The jailer smiled and chuckled. "If you say so."
Victor caught a hint of some inside joke, that the man knew something Victor didn’t. He looked at the jailer for explanation but found none. "Oh, I guess you met my mom. I would be better off staying in here."
Victor meant it as a joke but the jailer just shook his head.
"Dude, you got no fucking idea what’s waiting on you,” he said.
It took a little while to process Victor out. There were a lot of papers to sign. They gave him his belongings and he had him sign for them too. He was given a court date and a reminder to keep his nose clean. He was pleased to see the court date was two months off.
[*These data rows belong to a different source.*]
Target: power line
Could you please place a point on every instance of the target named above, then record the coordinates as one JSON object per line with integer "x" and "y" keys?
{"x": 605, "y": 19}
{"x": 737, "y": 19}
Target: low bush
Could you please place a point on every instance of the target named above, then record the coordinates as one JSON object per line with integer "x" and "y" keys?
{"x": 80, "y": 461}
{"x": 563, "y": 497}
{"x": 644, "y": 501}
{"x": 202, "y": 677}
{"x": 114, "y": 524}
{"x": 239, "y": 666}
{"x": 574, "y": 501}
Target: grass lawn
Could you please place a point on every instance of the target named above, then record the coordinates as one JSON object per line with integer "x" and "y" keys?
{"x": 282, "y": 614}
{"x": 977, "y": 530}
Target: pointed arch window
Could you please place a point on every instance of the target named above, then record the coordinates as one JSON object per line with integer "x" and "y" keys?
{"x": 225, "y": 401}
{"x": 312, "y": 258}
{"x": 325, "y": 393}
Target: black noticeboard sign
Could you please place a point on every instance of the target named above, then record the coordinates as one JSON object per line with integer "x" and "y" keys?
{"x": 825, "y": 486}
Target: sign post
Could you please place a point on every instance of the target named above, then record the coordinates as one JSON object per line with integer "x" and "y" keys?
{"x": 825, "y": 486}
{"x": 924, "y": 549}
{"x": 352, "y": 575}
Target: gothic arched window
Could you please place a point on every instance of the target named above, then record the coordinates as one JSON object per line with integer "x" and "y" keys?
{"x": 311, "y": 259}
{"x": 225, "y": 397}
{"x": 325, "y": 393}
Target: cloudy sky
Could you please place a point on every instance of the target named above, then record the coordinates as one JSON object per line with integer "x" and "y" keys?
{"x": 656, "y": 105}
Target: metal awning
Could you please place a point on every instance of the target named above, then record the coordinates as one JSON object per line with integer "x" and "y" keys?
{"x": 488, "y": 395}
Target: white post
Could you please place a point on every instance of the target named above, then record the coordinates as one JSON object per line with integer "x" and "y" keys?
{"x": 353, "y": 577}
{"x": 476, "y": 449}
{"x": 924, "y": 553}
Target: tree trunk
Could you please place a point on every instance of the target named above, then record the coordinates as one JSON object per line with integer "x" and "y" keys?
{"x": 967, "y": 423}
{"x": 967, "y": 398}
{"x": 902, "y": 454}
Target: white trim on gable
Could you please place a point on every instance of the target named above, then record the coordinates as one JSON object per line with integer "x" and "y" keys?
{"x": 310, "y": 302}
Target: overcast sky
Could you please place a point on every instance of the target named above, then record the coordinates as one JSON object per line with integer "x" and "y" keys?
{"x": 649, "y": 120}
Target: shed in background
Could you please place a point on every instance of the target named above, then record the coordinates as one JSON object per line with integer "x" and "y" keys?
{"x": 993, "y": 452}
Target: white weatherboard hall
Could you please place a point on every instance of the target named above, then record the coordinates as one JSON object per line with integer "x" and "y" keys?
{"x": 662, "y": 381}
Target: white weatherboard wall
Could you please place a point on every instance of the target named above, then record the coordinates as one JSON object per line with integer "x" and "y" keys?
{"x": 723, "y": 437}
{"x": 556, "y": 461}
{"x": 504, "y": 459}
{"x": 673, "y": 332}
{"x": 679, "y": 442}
Victor was ushered through a series of electronically locking doors. Each was opened by a pushbutton at some remote location. When he finally reached the lobby, he felt he’d reached freedom at last but he didn’t see anyone waiting on him. In fact, the lobby was empty. Maybe his mother was waiting outside, smoking on the sidewalk since he’d no doubt stressed her out. He was certain he was going to hear about it for the entire drive to the shopping center, where he hoped his car was still parked.
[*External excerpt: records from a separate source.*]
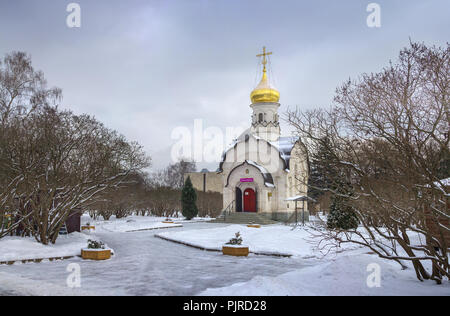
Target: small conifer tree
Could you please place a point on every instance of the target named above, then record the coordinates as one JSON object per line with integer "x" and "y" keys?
{"x": 188, "y": 200}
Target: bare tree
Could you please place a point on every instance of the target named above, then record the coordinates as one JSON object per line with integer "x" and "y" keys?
{"x": 386, "y": 135}
{"x": 54, "y": 162}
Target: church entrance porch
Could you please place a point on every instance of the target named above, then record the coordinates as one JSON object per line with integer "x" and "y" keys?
{"x": 250, "y": 200}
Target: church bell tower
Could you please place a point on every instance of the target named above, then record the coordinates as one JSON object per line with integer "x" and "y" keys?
{"x": 265, "y": 120}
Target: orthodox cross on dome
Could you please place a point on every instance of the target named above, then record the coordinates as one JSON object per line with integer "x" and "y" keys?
{"x": 264, "y": 55}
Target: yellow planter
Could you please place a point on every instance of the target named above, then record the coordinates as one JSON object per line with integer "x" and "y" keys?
{"x": 96, "y": 254}
{"x": 235, "y": 251}
{"x": 87, "y": 227}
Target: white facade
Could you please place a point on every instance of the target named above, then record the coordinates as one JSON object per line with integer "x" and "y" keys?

He started to go outside and look for her when he heard the muffled roar of a toilet flushing in the public restroom. Stanley’s smiling face came into view. Victor's eyes flicked in the direction of the electronic door he’d just come through. Through the wired glass he could see the smiling face of the deputy. Apparently, Stanley had informed the deputy of just how pleased Victor would be to see him.
Stanley was so filled with glee he could not wipe the smile off his face. He stood there grinning, his hands shoved in the pockets of a khaki jumpsuit. Victor was paralyzed with indecision. This was not what he expected, but was going back into jail really an option?